Je viens de déménager encore une fois, encore une fois je suis séparée de mon lieu, après avoir organisé la destruction de mon intérieur que constitue un déménagement. Symptomatiquement on ne retrouve rien, c'est prémonitoire de la réalisation qu'on ne retrouvera rien, effectivement, de ce qui nous a contenu, que le temps, le hasard et la chance avaient permis d'agencer, le croisement que les objets font entre eux et qui, maintenant ruiné, ne se reconstituera pas. On le réalise en regardant atterré les premiers coups de pioche qu'on met dedans, cela avec la fureur des assassins, ouvrant et scotchant des cartons et prenant à pleine main cette harmonie pour la désarticuler.

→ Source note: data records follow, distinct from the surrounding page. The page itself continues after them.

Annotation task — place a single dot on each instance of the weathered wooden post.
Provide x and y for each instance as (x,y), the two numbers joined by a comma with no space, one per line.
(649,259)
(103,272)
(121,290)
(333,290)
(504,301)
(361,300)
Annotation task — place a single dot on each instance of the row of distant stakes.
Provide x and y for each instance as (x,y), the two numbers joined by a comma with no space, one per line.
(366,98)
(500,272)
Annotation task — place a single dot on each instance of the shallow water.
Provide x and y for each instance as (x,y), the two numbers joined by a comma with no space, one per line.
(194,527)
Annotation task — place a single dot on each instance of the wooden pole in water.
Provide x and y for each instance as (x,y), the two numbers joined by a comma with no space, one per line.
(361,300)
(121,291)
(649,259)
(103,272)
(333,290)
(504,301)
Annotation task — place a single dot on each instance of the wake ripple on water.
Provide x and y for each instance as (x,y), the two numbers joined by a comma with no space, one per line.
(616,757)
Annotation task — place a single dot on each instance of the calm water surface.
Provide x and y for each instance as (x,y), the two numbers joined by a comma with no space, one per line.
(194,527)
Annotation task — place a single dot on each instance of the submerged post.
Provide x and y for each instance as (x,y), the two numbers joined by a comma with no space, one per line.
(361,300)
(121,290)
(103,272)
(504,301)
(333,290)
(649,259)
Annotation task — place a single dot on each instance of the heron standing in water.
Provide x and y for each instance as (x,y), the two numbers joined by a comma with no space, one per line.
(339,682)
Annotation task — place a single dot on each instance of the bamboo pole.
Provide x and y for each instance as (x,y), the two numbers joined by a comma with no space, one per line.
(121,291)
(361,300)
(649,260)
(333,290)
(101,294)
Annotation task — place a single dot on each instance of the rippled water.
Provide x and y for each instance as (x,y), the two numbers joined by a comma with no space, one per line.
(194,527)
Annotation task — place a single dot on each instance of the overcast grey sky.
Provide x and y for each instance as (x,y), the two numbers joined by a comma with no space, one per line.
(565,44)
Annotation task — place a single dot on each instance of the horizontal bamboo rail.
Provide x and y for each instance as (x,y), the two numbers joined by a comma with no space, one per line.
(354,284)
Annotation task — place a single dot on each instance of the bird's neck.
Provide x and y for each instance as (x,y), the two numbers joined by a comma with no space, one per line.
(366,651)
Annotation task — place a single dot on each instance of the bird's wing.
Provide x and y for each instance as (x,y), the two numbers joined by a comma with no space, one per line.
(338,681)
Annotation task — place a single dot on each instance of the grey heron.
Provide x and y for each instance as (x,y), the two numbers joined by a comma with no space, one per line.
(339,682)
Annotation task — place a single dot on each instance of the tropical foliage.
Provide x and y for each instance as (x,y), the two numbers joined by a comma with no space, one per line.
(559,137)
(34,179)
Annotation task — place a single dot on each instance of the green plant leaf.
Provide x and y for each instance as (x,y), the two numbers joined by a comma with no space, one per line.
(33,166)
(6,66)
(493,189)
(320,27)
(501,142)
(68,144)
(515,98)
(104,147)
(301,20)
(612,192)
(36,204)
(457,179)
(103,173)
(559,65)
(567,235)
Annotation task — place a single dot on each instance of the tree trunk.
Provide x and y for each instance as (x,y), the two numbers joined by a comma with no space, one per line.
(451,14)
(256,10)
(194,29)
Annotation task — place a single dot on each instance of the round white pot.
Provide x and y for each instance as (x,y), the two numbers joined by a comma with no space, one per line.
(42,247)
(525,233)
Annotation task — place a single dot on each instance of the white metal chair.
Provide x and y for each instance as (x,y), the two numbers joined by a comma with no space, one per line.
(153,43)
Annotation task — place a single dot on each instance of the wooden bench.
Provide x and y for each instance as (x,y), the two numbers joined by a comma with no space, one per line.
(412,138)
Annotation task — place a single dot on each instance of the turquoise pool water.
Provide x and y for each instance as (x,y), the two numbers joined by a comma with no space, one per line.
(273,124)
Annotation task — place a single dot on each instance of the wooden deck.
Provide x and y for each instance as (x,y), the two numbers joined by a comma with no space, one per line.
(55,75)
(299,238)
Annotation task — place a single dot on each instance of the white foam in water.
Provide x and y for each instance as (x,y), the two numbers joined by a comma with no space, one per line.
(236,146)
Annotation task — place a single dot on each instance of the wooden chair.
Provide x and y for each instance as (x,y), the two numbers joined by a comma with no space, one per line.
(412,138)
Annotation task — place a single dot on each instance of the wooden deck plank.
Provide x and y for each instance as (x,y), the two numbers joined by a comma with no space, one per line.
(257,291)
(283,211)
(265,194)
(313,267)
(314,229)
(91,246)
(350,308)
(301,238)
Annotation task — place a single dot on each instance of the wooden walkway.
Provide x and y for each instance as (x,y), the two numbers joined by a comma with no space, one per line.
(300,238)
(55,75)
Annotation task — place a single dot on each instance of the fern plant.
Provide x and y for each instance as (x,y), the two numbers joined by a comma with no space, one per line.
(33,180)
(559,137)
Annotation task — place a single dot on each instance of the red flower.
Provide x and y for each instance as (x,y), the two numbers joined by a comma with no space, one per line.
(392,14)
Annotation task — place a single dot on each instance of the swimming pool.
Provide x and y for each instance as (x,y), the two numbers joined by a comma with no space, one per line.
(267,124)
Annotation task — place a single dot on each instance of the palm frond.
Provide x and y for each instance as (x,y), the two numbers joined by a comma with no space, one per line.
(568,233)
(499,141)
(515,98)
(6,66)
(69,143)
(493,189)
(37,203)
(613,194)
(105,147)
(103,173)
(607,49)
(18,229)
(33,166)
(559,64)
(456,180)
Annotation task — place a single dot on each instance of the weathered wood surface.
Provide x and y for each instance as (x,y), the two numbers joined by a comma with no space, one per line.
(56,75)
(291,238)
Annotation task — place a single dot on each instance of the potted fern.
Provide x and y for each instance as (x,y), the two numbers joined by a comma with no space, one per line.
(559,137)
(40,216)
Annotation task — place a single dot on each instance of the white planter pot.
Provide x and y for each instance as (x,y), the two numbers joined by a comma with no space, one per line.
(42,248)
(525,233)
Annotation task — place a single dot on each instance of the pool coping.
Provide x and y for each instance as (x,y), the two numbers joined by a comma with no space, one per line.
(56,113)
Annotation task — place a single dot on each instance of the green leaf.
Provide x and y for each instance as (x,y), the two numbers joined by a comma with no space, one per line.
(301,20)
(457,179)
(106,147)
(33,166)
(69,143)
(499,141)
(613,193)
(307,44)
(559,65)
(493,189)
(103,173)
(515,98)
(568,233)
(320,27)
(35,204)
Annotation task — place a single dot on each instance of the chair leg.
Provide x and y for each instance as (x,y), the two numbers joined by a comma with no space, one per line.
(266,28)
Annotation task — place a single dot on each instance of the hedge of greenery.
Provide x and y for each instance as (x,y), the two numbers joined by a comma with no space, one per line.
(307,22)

On réalise en ouvrant ses colis qu'il n'y est plus, l'endroit qu'on aimait, et quelque raboutage qu'on organise, il n'y sera plus, et il faudra à nouveau tout ce temps, ce hasard, cette disponibilité à la chance, pour que quelque chose se refasse du bonheur intérieur.

(...)

Ressortaient des cartons ce qui était des objets, c’est-à-dire rien. (Et les livres, les transporte-t-on avec leur ivresse ?)

Jane Sautière, Nullipare (Verticales, 2008, p. 33 et p. 36)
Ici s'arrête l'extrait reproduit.